こんなエントリーシートは嫌だ 人事に聞く傾向と対策

2019/2/20

イラスト=強矢さつき

就職活動シーズンの本格的な幕開けとなる会社説明会解禁が3月1日に迫っている。この時期、就活生にとって悩みの種は志望企業に提出するエントリーシート(ES)だろう。何をどう書けば良いのか。注意すべきポイントはどこか――。就活探偵団が企業の人事担当者を取材し、傾向と対策を探った。

「本当に読んでくれているのですか」。そういぶかしむのは立教大学3年生の男子学生。志望動機や自己PRを書いて提出するESは就活の第一関門だ。しかし探偵(記者)が学生らに取材すると、こんな懐疑的な声を聞くことが少なくない。
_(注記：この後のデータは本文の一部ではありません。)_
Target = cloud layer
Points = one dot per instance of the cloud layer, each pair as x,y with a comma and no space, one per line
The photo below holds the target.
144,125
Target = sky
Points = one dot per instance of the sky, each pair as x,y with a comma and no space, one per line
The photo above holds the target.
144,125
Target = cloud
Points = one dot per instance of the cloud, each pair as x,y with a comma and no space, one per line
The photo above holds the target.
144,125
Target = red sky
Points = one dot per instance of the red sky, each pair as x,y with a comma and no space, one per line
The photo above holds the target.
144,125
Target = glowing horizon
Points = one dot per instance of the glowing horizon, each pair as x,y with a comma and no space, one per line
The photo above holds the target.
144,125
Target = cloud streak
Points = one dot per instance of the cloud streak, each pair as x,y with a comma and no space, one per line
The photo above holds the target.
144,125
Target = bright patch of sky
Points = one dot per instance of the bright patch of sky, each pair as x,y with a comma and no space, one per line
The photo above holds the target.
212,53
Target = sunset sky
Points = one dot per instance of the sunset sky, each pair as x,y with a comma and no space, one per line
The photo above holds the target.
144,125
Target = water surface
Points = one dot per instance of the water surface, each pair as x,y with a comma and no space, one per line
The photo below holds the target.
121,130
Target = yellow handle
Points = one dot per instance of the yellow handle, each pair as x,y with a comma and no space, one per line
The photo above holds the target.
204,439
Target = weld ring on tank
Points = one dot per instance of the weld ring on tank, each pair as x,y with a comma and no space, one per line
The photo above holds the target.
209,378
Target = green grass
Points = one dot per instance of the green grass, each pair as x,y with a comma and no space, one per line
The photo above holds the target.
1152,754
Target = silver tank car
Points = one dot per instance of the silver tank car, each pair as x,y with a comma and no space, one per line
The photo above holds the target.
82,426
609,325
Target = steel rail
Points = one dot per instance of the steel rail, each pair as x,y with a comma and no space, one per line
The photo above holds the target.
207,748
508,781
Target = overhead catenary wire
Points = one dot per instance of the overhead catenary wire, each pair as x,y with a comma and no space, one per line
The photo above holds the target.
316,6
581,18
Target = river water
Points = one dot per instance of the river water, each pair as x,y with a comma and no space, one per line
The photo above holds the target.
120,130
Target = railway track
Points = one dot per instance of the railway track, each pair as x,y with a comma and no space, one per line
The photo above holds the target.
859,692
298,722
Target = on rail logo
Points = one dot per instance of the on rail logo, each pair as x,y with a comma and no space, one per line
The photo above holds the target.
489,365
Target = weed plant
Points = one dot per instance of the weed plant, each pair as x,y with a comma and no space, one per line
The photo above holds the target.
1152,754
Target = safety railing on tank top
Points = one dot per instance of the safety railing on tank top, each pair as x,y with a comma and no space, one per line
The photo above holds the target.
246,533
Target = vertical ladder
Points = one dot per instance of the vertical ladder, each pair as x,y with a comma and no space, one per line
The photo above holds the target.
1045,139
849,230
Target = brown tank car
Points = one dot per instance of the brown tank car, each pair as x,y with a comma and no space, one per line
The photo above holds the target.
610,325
ディスコ(東京・文京)の調査によると、昨シーズンに就活した2019年春卒業予定の学生は平均14社にESを送っていた(18年7月時点)。会社ごとに内容を変えねばならないうえ、紙での提出が求められる場合もある。学生には大きな負担だ。半面、落とされた場合は「ESの内容のどこが良くなかったのか分からない」(私大19年卒の女子学生)などと釈然としないことも多い。

■熱意を読み取る

探偵団が企業60社にアンケート調査を実施したところ、学生にESの提出を課している企業は8割に上った。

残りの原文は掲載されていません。